People and Organizations
I have worked with well over 100 enterprises and several thousand executives and senior managers, often focused on initiatives that have the potential to fundamentally change their enterprises. Somewhat simplistically, these initiatives depended on three ingredients – technology, people, and organizations. Frequently these executives and managers commented that technology was the easy part. People and organizations were much more difficult to change, support, motivate, and design.
Let’s consider three examples. First, many see health IT (information technology) as the means of transforming healthcare. However, this can only happen if people embrace this technology and organizations are designed to leverage these investments. Further, the individual and business incentives have to be aligned with achieving these ends.
How about energy and the Smart Grid? Wind turbines, solar panels, smart sensors and intelligent controls are seen as the means for greatly enhancing energy efficiency. However, consumers have to be willing to play a central role in managing their energy consumption. Energy providers have to see benefits from decreasing peak-level consumption, as well as organize around the services associated with motivating and enabling consumers.
Consider education. Laptops and e-books, for example, are seen as greatly facilitating the delivery of education. However, students have to be ready, willing and able to gain knowledge and skills in this manner. Schools have to organize themselves around this means of delivery and assessment. Teachers need to morph from being “sages on the stage” to “guides on the side.” This will be particularly difficult for university-level instructors, in part due to misalignment of incentives.
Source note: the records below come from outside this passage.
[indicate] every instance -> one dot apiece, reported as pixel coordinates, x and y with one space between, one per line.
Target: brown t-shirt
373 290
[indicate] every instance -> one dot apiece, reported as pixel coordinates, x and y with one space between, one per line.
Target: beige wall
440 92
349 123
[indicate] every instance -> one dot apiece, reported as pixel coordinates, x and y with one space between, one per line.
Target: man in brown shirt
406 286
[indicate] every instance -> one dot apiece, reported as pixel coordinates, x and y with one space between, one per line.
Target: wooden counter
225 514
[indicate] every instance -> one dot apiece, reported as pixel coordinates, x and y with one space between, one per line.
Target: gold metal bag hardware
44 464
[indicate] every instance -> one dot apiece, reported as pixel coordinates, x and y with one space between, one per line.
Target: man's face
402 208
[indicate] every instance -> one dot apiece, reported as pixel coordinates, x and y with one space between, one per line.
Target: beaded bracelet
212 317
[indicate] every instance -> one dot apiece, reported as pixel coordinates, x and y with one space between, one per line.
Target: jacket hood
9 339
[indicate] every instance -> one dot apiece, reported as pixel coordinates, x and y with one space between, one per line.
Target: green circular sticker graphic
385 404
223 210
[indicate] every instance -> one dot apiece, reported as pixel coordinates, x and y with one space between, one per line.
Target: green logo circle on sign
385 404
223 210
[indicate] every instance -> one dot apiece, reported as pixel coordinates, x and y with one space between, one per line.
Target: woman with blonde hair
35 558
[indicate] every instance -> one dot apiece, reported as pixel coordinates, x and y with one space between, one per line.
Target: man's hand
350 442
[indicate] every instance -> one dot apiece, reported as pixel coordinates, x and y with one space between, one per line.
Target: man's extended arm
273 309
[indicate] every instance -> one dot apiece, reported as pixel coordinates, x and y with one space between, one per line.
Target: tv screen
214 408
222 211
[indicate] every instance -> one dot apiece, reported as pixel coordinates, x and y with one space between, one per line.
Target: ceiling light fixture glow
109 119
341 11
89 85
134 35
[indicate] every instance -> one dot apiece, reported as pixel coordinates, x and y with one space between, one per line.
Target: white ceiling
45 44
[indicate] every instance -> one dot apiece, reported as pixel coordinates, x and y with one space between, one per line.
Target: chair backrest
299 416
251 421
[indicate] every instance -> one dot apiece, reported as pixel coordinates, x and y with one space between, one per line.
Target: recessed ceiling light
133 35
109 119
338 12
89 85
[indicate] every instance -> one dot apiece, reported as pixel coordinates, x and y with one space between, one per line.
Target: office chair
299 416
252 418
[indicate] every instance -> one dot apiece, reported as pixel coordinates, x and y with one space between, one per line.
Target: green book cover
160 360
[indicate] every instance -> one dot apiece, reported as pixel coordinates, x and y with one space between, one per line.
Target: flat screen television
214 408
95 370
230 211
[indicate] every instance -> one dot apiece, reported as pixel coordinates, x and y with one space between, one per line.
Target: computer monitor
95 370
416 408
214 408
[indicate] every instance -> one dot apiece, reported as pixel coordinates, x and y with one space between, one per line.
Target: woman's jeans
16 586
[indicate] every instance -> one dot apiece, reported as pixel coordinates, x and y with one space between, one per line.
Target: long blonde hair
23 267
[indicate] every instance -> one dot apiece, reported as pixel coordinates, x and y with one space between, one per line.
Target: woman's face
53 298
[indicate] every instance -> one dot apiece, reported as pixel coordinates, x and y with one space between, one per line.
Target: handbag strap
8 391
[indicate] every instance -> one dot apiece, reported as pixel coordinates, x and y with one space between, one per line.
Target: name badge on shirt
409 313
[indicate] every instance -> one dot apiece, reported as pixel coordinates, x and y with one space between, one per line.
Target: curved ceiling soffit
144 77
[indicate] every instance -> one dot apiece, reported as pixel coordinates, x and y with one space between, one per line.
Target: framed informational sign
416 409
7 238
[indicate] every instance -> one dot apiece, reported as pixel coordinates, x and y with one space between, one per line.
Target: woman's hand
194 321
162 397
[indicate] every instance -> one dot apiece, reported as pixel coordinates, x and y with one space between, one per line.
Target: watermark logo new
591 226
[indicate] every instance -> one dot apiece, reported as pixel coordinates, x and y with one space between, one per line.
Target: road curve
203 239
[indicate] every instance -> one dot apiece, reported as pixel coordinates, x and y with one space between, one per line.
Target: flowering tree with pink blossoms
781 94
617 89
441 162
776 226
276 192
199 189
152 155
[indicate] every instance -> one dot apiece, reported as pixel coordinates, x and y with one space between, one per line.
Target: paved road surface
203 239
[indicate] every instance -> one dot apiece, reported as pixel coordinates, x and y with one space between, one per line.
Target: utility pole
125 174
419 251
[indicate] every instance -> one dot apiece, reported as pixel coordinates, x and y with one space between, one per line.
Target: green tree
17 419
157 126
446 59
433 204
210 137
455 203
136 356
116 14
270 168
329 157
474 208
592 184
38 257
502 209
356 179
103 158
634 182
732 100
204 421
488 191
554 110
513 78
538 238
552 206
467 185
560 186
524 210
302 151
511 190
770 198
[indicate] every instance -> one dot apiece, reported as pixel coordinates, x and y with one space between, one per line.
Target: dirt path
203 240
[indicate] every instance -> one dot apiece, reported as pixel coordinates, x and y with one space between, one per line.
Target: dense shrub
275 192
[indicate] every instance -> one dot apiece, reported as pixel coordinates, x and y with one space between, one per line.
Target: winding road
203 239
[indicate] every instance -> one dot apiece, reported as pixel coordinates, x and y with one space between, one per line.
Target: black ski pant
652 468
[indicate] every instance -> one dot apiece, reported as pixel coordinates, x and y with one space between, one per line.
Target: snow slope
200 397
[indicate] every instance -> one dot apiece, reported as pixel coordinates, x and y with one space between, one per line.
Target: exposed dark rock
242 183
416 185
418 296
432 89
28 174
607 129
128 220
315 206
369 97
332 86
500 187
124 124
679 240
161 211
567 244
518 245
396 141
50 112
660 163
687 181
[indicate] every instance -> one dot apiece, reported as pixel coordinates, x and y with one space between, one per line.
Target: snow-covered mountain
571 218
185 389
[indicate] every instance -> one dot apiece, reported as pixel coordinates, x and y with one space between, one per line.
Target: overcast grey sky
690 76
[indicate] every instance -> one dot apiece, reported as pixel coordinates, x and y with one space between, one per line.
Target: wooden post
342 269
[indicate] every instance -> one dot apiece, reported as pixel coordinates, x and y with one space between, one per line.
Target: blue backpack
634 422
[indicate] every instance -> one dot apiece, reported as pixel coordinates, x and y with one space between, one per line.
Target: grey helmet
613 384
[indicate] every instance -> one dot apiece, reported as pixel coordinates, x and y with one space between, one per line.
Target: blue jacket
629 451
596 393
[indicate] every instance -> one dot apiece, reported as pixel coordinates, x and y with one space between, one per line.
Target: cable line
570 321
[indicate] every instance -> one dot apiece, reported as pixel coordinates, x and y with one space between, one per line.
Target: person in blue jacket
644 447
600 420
Technological inventions succeed in becoming market innovations when all three elements of success are aligned. The vast majority of inventions languish on the shelf, or in the literature, because no one has worked out the people and organization issues that must be resolved for success. These issues should be addressed across all the stakeholders in the success of the innovation. This includes users, payers, distributors, maintainers, investors, inventors, and so on.
Addressing and resolving people and organization issues often involves subtleties and complexities that cannot be addressed with a checklist. One needs to understand the concerns, values, and perceptions of each class of stakeholder, as well as their abilities, limitations, and inclinations in playing their roles. Then one must creatively find the “sweet spot” among all these needs, desires, and constraints that, hopefully, delights the primary stakeholders and gains the support of secondary stakeholders.
One should not view people and organizations as complications that thwart innovation. Without creatively working the people and organization issues there is no innovation; there is just invention. Innovation involves creating change in the marketplace. People and organizations define markets. Innovation and value are created by inventions that enable and motivate people and organizations to do things better, or perhaps do things they could not do before. If people and organizations do feel enabled and motivated, no change happens and no value is created.